Sheldon Museum of Art
Date of this Version
1985
Citation
RESOURCE AND RESPONSE, Sheldon Memorial Art Gallery, Volume 1 Number 2
Abstract
This exhibition, the second in the Resource and Response Series, assembles approximately a score of works which span nearly four decades of Michael Goldberg's career as a painter. In so doing, this exhibition also reflects upon perhaps the most fabled chapter in the history of American art: the emergence of the New York School and, with it, the creation of an "independent, self-generating, and specifically American art.'" Here, as for all shows in this series, the intent is not to rival a full retrospective, but to develop a focused response to prominent issues and concerns in the world of contemporary art.
In speaking about his work, Goldberg remarked (with a level of pretension hovering around absolute zero), "I think of my art as being a little like a slinky toy. It expands and then gathers itself into the same shape."What this exhibition offers, is the opportunity to suggest some of the ways in which Goldberg's work, through all of its changes, remains an expansion and a gathering of the artist's original ideas. At the same time, this exhibition provides a chance to question the place in American art history which criticism, until very recently, had designated for Goldberg and other members of the "second generation" of Abstract Expressionists.
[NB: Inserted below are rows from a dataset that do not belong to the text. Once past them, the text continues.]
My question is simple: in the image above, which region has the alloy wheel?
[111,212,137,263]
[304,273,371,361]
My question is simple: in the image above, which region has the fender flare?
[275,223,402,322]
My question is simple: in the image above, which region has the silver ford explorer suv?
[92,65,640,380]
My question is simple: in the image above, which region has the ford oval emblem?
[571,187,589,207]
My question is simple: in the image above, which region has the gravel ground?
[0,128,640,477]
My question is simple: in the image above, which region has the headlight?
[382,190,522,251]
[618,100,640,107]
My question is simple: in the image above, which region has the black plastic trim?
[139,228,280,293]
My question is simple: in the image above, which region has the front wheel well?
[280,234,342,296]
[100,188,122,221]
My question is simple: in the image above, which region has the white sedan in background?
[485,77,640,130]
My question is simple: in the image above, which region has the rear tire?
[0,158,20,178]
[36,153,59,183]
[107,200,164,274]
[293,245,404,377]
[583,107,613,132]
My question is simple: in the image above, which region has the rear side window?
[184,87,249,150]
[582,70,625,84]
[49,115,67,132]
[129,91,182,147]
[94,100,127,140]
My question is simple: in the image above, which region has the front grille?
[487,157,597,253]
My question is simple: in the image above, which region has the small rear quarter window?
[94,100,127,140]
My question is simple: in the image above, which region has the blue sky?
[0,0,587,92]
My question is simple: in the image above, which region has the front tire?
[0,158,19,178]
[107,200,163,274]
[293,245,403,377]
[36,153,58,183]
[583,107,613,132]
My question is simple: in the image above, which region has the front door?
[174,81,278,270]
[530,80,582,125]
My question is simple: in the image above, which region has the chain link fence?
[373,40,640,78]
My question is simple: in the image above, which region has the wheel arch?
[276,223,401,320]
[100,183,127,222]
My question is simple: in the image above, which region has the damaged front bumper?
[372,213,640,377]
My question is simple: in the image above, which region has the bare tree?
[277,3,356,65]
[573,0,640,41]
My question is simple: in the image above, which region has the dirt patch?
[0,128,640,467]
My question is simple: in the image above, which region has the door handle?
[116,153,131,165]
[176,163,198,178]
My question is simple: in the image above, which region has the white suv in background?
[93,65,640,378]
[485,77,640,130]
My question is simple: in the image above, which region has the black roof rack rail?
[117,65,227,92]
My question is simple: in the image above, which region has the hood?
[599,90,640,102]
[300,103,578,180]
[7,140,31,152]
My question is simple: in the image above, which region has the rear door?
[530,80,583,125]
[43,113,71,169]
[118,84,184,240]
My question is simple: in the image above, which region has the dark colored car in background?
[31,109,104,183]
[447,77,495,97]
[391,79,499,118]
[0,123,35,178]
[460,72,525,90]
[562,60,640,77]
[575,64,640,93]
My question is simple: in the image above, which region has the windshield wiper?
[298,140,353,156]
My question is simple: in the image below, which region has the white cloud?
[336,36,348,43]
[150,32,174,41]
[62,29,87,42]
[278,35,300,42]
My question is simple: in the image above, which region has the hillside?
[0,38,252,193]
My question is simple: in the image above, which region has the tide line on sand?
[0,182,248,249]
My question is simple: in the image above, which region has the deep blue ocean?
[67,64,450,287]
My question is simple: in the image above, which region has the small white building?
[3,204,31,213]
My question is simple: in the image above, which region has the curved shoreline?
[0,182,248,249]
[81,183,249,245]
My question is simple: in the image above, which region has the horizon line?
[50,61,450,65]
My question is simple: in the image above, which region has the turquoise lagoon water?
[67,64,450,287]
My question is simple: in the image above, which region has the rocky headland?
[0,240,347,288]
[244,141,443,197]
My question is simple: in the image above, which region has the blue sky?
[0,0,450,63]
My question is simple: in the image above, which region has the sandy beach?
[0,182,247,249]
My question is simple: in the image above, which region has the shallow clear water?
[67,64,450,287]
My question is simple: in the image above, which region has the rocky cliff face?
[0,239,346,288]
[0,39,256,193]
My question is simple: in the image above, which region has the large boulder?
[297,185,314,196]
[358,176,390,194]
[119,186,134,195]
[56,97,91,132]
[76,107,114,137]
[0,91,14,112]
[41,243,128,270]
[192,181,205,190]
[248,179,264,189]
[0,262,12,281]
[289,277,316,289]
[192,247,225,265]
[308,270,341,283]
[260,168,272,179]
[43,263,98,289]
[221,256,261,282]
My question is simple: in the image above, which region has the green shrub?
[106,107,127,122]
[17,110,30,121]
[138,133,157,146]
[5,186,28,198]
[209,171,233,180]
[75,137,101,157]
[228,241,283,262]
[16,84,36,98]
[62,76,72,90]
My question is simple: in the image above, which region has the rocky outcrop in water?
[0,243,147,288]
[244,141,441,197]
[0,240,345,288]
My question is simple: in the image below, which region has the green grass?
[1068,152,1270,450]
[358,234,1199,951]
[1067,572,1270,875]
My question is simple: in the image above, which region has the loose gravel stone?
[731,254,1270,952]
That place has been assigned largely, it would seem, because the lure and tradition of the New, by the middle Fifties, was altogether compelling. As Robert Rosenblum recently admitted, "I was already aware that Rothko and Still, Pollock and de'Kooning were heavyweights and spoke for past achievement; but I couldn't wait to turn the page and find out what would happen next."Further, he writes," ... , for one, thought I could write off most of the work by [Norman Bluhm, Michael Goldberg, Grace Hartigan, AI Held, Alfred Leslie and Joan Mitchell] as irritating anachronisms, the product of loyal but growingly irrelevant satellites. I was anxious to sweep them under the carpet and get on with the evolution of art.'" In this context, it is important to note, if very eliptically, that the art of the first generation, of Rothko, Pollock, de Kooning, - and perhaps a dozen others - owed a great deal to tradition, and little of that American.